Halal Bihalal: Makna dan Tradisi yang Menguatkan Silaturahmi

 


Halal Bihalal adalah tradisi khas Indonesia yang dilakukan setelah Hari Raya Idulfitri. Secara sederhana, ini adalah momen saling bermaafan dan mempererat hubungan antarsesama, baik di lingkungan keluarga, masyarakat, instansi, hingga pemerintahan.

 

Secara bahasa, istilah "halal bihalal" berasal dari dua kata Arab, halal (yang diperbolehkan) dan pengulangan kata tersebut sebagai bentuk ta’lil (penjelasan). Namun, istilah ini bukan bagian dari kosa kata asli Arab. Ia lahir sebagai kearifan lokal bangsa Indonesia dalam menjembatani hubungan antarmanusia pasca-Ramadan.

 

Asal-usul dan Sejarah

 

Tradisi Halal Bihalal pertama kali dipopulerkan oleh Presiden Soekarno pasca kemerdekaan. Saat itu, kondisi politik Indonesia penuh gejolak. Soekarno meminta KH Wahab Hasbullah, tokoh NU, untuk mencari cara mempertemukan tokoh-tokoh bangsa dalam suasana damai. Maka dicetuskanlah ide "Halal Bihalal" sebagai forum silaturahmi nasional yang bisa diterima semua pihak.

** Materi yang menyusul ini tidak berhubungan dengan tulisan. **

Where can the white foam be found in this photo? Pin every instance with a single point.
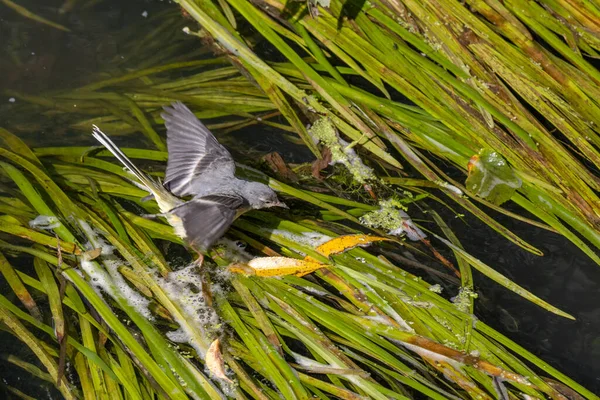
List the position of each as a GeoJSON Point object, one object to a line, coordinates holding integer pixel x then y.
{"type": "Point", "coordinates": [44, 222]}
{"type": "Point", "coordinates": [184, 287]}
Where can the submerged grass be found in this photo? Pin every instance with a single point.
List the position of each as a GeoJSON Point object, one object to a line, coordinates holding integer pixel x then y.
{"type": "Point", "coordinates": [361, 327]}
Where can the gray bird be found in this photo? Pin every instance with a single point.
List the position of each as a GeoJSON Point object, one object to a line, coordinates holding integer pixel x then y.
{"type": "Point", "coordinates": [198, 166]}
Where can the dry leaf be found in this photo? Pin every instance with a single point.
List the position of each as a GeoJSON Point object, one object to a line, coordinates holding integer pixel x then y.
{"type": "Point", "coordinates": [346, 242]}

Sejak saat itu, Halal Bihalal menjadi tradisi tahunan yang terus hidup hingga kini.

 

Makna Spiritual dan Sosial

 

Halal Bihalal bukan sekadar acara kumpul-kumpul. Ia mengandung nilai spiritual yang mendalam:

 

Membersihkan hati dari dendam, iri, dan kesalahpahaman.

 

Menyambung kembali silaturahmi yang mungkin renggang.

 

Memperkuat ikatan ukhuwah, baik ukhuwah islamiyah (sesama muslim), wathaniyah (sebangsa), maupun insaniyah (sesama manusia).

 

Dalam dunia yang semakin sibuk dan serba cepat, Halal Bihalal menjadi oase yang mempertemukan hati-hati yang mungkin telah berjauhan. Ia bukan sekadar tradisi, tapi bentuk nyata dari semangat memaafkan, memulai kembali, dan menjaga harmoni antar manusia.